Cumprindo a jornada dupla, o piloto teve muito trabalho, principalmente com o forte calor que na região metropolitana mineira durante toda a semana. Contando com o suporte dos mecânicos Anderson e Bidu, o piloto de 15 anos desenvolveu grande atuação em ambas as competições e, desde os primeiros treinos, esteve sempre entre os mais velozes.
Com o tempo de 52s697 Paturle ficou na classe sudam junior com a 11ª colocação na tomada de tempos. Ciente do desafio, o piloto seguiu para as corridas classificatórias em busca de recuperação. Em ambas as baterias ele finalizou na oitava colocação, seguindo então para a final com um lugar garantido na quarta fila do grid. Na última e decisiva corrida, mesmo com seu kart com problemas de rendimento do motor, o piloto conseguiu superar mais três concorrentes e, com isso, terminou a competição no quinto lugar, garantindo um lugar no pódio.
Na tomada de tempos da categoria junior na copa do Brasil, Paturle conseguiu um destaque maior e, mesmo com desvantagem de quatro décimos em relação ao mais veloz, ele conseguiu se assegurar no sexto lugar.
Na primeira classificatória, em uma corrida muito cerebral, Gabriel manteve-se em sua posição inicial e recebeu a bandeirada na sexta posição. Na segunda classificatória, Paturle conseguiu se recuperar e recebeu a bandeirada na quarta posição. Na final, largando do primeiro pelotão, o piloto da casa queria buscar o título. Nas primeiras curvas ele conseguiu se segurar na pista e, na entrada do miolo, era o quarto colocado quando, de repente, teve seu kart atingido em cheio por um concorrente e, com o eixo empenado, foi obrigado a abandonar a corrida.

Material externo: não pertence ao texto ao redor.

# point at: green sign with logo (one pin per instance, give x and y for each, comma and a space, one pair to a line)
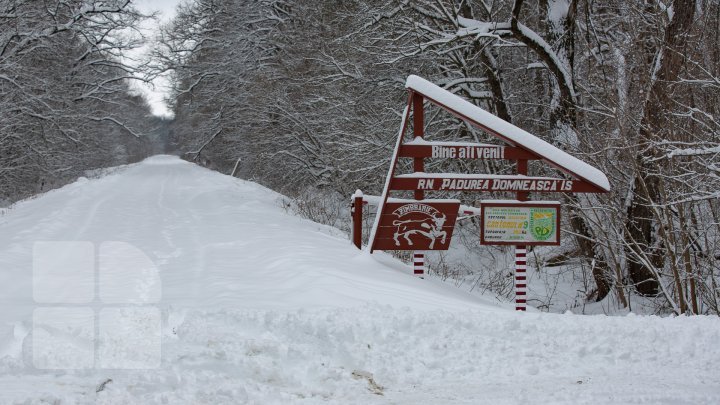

“Não posso dizer que tive uma competição satisfatória. Tive problemas de potência em meu kart durante todas as atividades, nas duas categorias e, com isso, era impossível acompanhar o ritmo dos primeiros colocados. Se não fosse a força de vontade e garra dos meus mecânicos, certamente, os resultados seriam ainda piores. Para completar minha insatisfação, acho que o cara que bateu em meu kart na primeira volta da final da Júnior não tinha capacidade para estar ali. Tínhamos 25 voltas pela frente e ele, simplesmente, se jogou em cima do meu kart. Uma pena. O troféu de quinto no Sul-Americano, infelizmente, não vai apagar os maus momentos que passamos esta semana”, desabafou o piloto de 15 anos.